Quantas vezes você revisa seus textos antes de sentir que eles estão prontos? Você mostra seus trabalhos para outras pessoas antes de publicá-los?
Reviso quando termino alguma versão, não quando o texto está em curso. Do contrário, ver que o capítulo 1 está terrivelmente mal escrito emperra a criação do capítulo 2. Assim, escrevo os capítulos na sequência e só depois atuo retrospectivamente e por partes. A exceção vem dos períodos em que as obrigações da vida lá fora me obrigam a um afastamento de criação por dias ou semanas. Eu passo a reler o que já fiz para pegar de volta a atmosfera e reviso.
Terminado um tratamento, em que sempre me iludo ter terminado de vez, envio para o mesmo amigo-escritor que me acompanha desde os 14 anos: Breno Fernandes. É o meu leitor ideal, pois aprecia tanto um bom estilo quanto uma narrativa de intriga. Com O Borbulhar do Gênio, tive a leitura caprichada da amiga Maria Rita Kehl. A partir de um comentário, ela me convenceu a trocar a narrativa de primeira pessoa para terceira pessoa. Reescrevi o livro nessa perspectiva e gostei muito mais. Não adianta, é preciso ter um olhar que veja a história a partir da palavra nua, não da relação entre intenção e palavra, e isto é o leitor. Acreditar que o escritor deve bastar-se é uma bobagem.

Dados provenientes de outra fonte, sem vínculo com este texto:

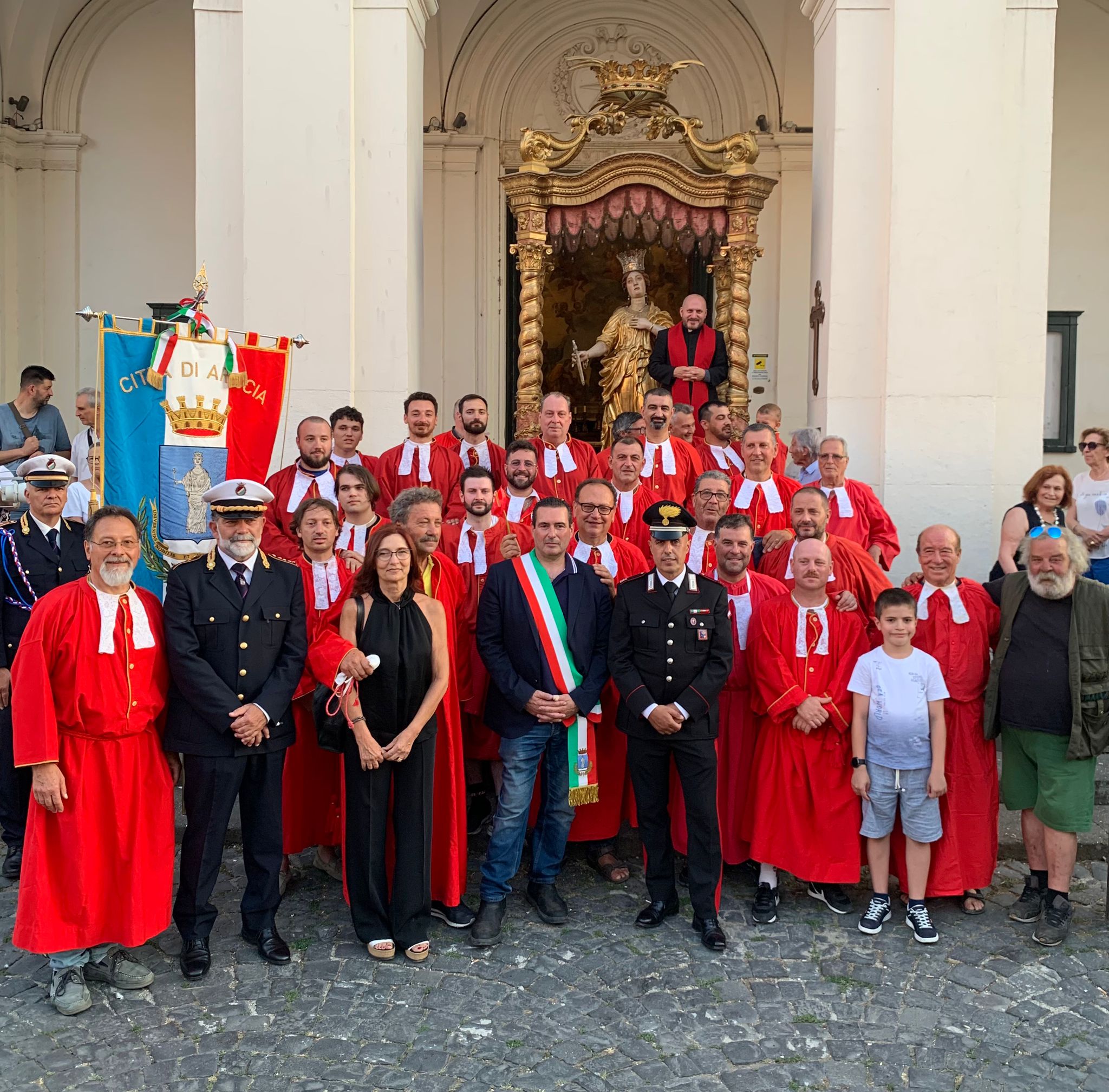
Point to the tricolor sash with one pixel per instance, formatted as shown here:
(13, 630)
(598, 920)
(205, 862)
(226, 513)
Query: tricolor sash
(550, 624)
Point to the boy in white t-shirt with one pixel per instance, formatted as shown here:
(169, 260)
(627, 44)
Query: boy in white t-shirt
(898, 739)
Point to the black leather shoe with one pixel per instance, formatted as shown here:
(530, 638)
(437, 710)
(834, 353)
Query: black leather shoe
(653, 916)
(270, 945)
(12, 863)
(549, 905)
(486, 929)
(195, 958)
(712, 936)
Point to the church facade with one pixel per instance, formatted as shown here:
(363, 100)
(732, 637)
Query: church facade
(341, 170)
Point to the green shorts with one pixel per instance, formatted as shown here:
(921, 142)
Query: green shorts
(1036, 774)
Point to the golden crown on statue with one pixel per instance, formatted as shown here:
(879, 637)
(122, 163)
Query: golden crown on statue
(638, 88)
(199, 420)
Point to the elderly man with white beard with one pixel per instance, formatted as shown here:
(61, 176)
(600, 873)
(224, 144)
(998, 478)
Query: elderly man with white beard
(237, 638)
(90, 685)
(1048, 698)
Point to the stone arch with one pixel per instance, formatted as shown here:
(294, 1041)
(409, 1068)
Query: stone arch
(93, 26)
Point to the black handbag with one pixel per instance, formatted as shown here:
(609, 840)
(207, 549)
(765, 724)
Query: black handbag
(328, 705)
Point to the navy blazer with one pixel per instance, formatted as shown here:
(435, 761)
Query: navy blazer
(510, 646)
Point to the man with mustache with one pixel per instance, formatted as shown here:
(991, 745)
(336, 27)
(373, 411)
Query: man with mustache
(312, 475)
(237, 640)
(468, 439)
(1047, 699)
(89, 690)
(420, 462)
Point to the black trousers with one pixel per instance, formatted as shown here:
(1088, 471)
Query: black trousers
(211, 788)
(405, 913)
(15, 787)
(649, 763)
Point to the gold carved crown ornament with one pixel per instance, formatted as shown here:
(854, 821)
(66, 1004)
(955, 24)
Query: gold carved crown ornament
(199, 420)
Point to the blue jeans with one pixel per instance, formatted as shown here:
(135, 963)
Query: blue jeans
(521, 758)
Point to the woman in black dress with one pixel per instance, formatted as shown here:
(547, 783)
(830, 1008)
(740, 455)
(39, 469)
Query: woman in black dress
(392, 746)
(1046, 497)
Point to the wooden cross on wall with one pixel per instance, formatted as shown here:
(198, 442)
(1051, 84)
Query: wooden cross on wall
(816, 317)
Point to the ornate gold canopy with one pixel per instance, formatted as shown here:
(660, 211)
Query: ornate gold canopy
(636, 90)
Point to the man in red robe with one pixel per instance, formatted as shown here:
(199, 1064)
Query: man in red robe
(516, 498)
(634, 497)
(735, 745)
(420, 462)
(89, 692)
(348, 425)
(420, 512)
(312, 778)
(857, 512)
(957, 623)
(614, 561)
(771, 414)
(718, 448)
(801, 811)
(670, 465)
(853, 570)
(690, 359)
(471, 444)
(564, 462)
(312, 475)
(761, 494)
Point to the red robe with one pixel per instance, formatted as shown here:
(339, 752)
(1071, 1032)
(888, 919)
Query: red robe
(679, 485)
(853, 569)
(444, 469)
(452, 443)
(870, 525)
(565, 483)
(278, 537)
(965, 857)
(801, 812)
(760, 515)
(478, 742)
(100, 872)
(312, 781)
(634, 530)
(735, 744)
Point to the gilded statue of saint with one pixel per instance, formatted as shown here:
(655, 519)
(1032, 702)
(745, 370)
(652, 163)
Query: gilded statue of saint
(625, 346)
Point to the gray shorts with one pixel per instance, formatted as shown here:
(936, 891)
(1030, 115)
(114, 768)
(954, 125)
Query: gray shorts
(909, 789)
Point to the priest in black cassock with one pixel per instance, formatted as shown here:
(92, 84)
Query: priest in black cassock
(690, 359)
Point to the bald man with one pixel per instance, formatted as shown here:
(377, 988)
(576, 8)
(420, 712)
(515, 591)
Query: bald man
(690, 359)
(312, 475)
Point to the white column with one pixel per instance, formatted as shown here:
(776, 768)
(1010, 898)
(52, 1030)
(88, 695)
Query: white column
(929, 238)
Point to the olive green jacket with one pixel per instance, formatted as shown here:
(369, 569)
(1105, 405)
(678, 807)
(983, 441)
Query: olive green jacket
(1090, 663)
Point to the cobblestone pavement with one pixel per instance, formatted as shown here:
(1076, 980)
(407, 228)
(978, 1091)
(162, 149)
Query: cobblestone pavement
(806, 1003)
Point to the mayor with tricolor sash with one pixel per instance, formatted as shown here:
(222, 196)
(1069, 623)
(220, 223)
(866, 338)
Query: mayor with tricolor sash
(543, 633)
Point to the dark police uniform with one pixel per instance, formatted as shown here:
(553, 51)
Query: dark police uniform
(30, 569)
(227, 649)
(667, 651)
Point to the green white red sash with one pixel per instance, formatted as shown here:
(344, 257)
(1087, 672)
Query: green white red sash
(550, 623)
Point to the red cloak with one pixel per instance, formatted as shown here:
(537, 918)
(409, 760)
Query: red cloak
(869, 525)
(735, 744)
(100, 872)
(965, 857)
(312, 781)
(801, 812)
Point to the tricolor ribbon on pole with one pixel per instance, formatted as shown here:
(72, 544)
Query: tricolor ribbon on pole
(199, 323)
(550, 623)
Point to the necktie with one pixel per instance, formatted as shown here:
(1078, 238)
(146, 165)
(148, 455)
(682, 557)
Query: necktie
(240, 570)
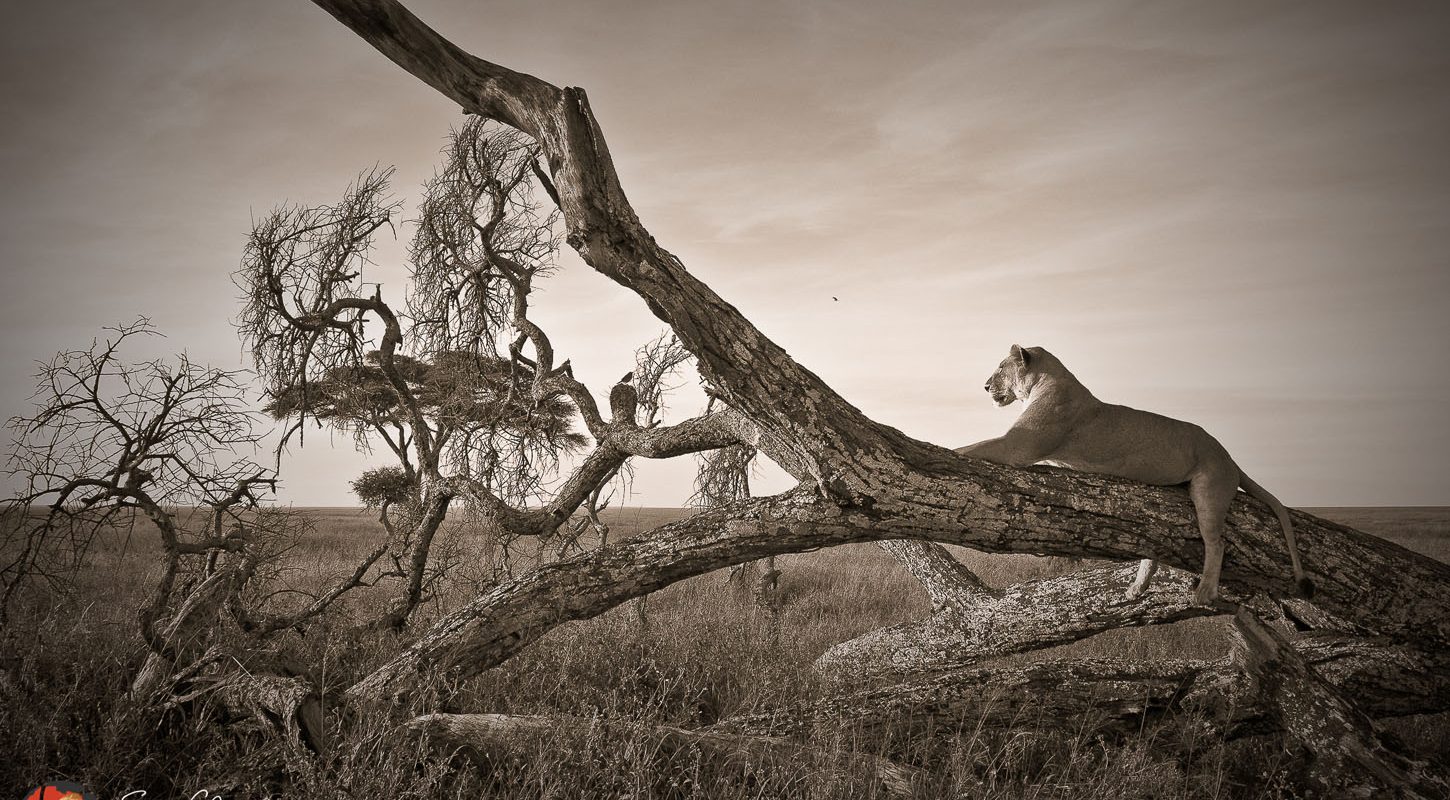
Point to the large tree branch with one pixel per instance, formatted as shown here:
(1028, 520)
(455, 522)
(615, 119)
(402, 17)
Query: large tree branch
(1114, 694)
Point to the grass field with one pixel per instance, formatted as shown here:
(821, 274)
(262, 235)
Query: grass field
(695, 652)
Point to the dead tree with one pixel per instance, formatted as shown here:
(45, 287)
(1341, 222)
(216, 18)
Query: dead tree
(461, 386)
(109, 441)
(860, 480)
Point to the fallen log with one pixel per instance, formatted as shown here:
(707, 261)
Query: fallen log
(1352, 757)
(485, 738)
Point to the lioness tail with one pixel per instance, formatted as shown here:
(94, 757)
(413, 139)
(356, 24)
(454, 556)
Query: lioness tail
(1260, 493)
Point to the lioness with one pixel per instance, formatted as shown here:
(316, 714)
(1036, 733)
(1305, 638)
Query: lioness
(1066, 426)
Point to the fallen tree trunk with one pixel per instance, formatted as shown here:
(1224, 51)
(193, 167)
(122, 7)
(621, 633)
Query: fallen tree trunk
(1028, 616)
(867, 481)
(1352, 757)
(1112, 696)
(487, 736)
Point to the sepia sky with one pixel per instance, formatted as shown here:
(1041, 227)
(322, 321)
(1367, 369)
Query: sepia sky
(1231, 212)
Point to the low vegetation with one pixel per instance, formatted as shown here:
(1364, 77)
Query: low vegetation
(693, 654)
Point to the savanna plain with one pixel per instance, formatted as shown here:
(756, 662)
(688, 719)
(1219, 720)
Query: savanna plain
(689, 655)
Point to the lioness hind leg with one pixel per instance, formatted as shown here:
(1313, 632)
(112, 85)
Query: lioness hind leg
(1211, 497)
(1140, 584)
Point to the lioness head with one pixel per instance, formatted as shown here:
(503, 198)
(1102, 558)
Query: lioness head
(1015, 377)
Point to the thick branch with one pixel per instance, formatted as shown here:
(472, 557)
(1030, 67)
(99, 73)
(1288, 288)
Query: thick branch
(1025, 618)
(1352, 757)
(1115, 696)
(482, 736)
(921, 490)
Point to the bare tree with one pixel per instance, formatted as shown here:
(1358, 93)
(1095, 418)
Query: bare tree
(170, 441)
(463, 387)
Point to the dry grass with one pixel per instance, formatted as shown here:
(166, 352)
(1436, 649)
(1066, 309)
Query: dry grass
(699, 652)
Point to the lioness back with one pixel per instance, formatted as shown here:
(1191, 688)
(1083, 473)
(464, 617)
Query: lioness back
(1141, 447)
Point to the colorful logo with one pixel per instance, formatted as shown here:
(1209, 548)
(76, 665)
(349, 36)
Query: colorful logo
(58, 790)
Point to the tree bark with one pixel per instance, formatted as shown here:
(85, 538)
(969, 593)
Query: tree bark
(1025, 618)
(1114, 696)
(482, 736)
(1352, 757)
(879, 481)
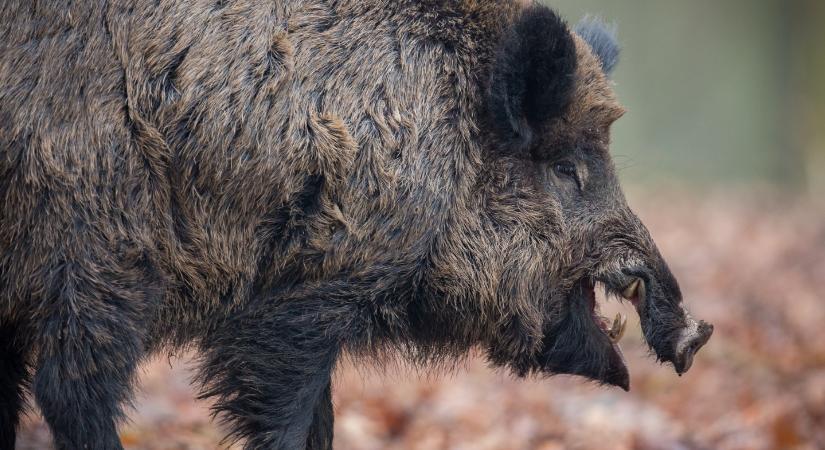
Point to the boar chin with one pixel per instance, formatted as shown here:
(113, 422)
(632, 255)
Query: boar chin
(580, 343)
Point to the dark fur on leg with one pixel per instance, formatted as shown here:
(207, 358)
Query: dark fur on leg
(81, 407)
(13, 375)
(269, 367)
(321, 432)
(89, 345)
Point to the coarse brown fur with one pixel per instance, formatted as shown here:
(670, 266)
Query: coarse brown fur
(278, 182)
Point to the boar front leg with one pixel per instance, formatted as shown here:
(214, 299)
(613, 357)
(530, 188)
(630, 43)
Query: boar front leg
(13, 375)
(89, 345)
(269, 368)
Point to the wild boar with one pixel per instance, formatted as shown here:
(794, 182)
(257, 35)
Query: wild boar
(277, 183)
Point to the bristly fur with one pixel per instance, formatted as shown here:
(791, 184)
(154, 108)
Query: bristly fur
(602, 40)
(532, 78)
(278, 183)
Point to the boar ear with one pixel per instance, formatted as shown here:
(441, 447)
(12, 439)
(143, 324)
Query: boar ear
(602, 40)
(532, 76)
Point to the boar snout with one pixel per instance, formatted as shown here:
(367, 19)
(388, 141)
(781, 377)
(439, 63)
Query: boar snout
(669, 329)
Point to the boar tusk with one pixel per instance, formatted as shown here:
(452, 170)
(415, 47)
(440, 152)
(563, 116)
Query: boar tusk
(633, 291)
(617, 330)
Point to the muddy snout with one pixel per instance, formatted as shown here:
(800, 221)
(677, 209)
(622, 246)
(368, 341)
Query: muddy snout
(668, 327)
(691, 339)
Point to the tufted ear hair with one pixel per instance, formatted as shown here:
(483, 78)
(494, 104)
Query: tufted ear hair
(602, 40)
(533, 75)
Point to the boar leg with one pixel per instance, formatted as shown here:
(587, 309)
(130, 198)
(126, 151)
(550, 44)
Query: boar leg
(320, 433)
(269, 369)
(89, 345)
(12, 378)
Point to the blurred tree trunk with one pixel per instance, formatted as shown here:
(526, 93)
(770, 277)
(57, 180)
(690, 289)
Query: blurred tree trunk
(807, 83)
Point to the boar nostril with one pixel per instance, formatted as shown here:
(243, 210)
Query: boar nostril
(690, 343)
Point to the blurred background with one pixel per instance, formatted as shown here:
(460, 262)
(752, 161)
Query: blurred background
(722, 154)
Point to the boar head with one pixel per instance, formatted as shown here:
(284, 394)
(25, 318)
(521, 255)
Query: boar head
(550, 222)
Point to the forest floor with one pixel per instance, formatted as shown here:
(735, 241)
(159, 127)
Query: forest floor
(754, 267)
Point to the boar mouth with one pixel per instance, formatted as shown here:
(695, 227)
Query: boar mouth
(587, 344)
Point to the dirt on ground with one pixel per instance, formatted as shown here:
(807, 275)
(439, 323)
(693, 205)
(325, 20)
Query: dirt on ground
(753, 265)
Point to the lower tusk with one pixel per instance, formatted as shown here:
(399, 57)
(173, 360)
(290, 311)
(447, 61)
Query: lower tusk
(617, 330)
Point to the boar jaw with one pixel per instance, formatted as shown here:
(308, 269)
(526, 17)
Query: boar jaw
(580, 343)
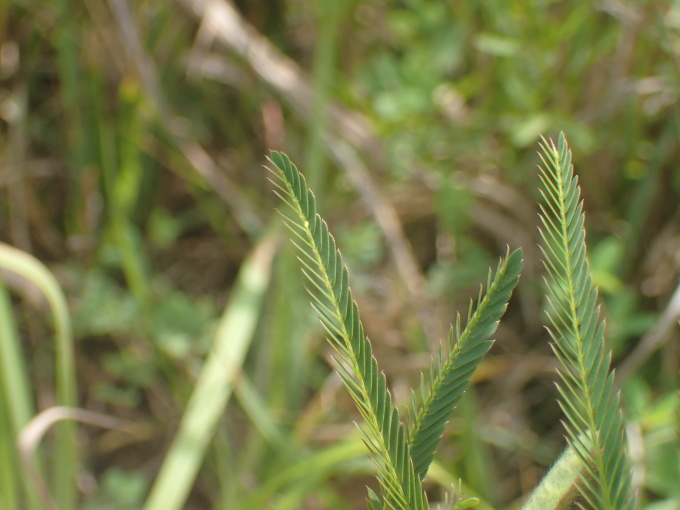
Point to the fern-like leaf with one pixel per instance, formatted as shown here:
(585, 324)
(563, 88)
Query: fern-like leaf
(328, 280)
(450, 377)
(594, 423)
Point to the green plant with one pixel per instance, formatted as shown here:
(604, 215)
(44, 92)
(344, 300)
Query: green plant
(402, 458)
(594, 466)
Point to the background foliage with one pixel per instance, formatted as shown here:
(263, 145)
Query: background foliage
(134, 134)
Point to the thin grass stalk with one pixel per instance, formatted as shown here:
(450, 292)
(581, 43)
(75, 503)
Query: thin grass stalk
(215, 382)
(64, 460)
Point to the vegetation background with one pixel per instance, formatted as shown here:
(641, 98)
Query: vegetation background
(132, 144)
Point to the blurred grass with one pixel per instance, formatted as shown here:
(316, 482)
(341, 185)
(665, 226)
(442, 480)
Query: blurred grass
(131, 166)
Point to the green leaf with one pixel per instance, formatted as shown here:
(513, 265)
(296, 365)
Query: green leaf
(451, 377)
(322, 264)
(594, 423)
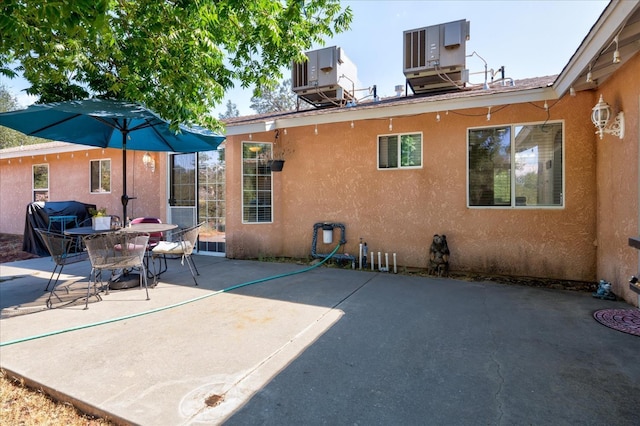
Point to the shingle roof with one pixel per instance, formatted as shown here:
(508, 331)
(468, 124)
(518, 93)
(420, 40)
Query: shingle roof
(469, 92)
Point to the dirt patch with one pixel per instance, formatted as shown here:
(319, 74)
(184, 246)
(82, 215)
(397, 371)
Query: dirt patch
(11, 249)
(551, 283)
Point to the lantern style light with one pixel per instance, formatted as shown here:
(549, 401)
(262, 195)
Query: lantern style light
(600, 116)
(149, 162)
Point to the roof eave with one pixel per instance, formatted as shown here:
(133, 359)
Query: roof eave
(610, 22)
(391, 111)
(43, 149)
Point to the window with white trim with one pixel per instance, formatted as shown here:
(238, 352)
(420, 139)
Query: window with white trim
(400, 151)
(256, 183)
(100, 176)
(516, 166)
(40, 182)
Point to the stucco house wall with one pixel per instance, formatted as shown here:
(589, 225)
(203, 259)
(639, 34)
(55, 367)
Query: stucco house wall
(333, 177)
(618, 183)
(69, 179)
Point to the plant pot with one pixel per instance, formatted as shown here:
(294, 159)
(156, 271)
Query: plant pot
(101, 223)
(276, 165)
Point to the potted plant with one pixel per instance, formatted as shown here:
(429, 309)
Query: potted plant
(100, 221)
(280, 151)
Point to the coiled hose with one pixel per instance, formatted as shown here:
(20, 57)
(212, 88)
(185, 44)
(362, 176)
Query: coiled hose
(164, 308)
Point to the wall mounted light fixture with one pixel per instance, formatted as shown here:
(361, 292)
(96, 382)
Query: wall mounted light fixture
(149, 162)
(600, 116)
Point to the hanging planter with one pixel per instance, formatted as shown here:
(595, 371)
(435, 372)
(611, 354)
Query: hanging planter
(276, 165)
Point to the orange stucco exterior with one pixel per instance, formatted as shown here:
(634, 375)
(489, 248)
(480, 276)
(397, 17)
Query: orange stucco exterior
(618, 183)
(332, 176)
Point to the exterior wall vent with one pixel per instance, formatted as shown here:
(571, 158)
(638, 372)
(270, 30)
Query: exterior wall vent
(326, 79)
(434, 57)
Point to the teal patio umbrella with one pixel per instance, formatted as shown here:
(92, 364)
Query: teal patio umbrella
(109, 124)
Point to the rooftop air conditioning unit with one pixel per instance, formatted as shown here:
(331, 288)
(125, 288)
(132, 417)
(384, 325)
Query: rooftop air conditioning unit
(434, 57)
(326, 79)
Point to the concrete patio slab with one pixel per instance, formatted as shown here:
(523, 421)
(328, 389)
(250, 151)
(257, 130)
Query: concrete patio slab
(326, 346)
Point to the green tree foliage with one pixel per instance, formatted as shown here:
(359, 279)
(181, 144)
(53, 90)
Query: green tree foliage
(176, 57)
(232, 111)
(275, 99)
(8, 137)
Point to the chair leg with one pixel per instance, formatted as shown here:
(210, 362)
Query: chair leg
(143, 277)
(94, 275)
(52, 274)
(192, 266)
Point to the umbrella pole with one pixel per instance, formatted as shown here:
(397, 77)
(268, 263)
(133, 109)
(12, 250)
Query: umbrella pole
(125, 198)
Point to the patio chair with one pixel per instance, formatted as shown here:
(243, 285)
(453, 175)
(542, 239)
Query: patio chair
(154, 239)
(182, 244)
(60, 248)
(116, 251)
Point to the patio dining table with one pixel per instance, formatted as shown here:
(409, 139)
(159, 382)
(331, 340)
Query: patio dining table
(139, 227)
(128, 280)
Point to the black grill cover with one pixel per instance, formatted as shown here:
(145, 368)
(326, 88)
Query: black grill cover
(38, 217)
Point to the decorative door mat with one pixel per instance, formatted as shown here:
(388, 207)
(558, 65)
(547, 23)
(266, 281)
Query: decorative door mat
(625, 320)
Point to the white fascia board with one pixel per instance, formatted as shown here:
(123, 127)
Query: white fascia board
(604, 30)
(391, 111)
(43, 149)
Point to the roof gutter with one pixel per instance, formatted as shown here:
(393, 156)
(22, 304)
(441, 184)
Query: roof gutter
(375, 111)
(43, 149)
(610, 22)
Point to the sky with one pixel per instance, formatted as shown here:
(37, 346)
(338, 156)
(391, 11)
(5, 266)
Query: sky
(529, 38)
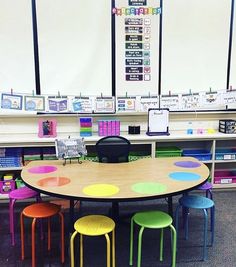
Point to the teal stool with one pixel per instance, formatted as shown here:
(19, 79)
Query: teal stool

Como é sua relação com a tecnologia? Você escreve seus primeiros rascunhos à mão ou no computador?
Apenas no computador, sempre, mas uma coisa aprendi: a melhor forma para se revisar um original é imprimi-lo e riscá-lo o máximo possível. Peçam aos neurologistas para explicar, mas sei que há um fato: o olho diante do texto impresso é outro, é tomado por outra vontade de remendar.
De onde vêm suas ideias? Há um conjunto de hábitos que você cultiva para se manter criativo?
Leio tanta ficção quanto não-ficção. História, biografias e filosofia (leitura de ofício) me atiçam especialmente. Na História vejo os enredos ainda não contados, tal como nas biografias gosto de identificar as questões existenciais e quais, inclusive, levaram alguém a seu desfecho, por decisão ou por fatalidade. A filosofia me ajuda a pensar o caráter, o risco de uma escolha, os arquétipos e as metáforas de uma ação. Assim, já me aconteceu de no meio de um tratado duríssimo pensar em um enredo para solucioná-lo ou para tornar um conceito mais visceral. Outro hábito é viver a rotina besta, mesquinha, burocrática, e ter o lado da ficção na cabeça para aguentar uma fila de tabelionato às 13h.
O que você acha que mudou no seu processo de escrita ao longo dos anos? O que você diria a si mesmo se pudesse voltar à escrita de seus primeiros textos?
O gosto pela simplicidade da linguagem, a tentativa da clareza como uma virtude, a vontade real de compreender mais o outro do que a mim mesmo, isto é, compor um personagem e não me confessar (e nesta projeção sincera, acabo conhecendo muito mais a mim mesmo). Eu diria para o meu passado: não complique, narre, lembre-se que a literatura é sonho e mito, não falatórios.
Que projeto você gostaria de fazer, mas ainda não começou? Que livro você gostaria de ler e ele ainda não existe?
Isto é segredo. Superstições da Bahia.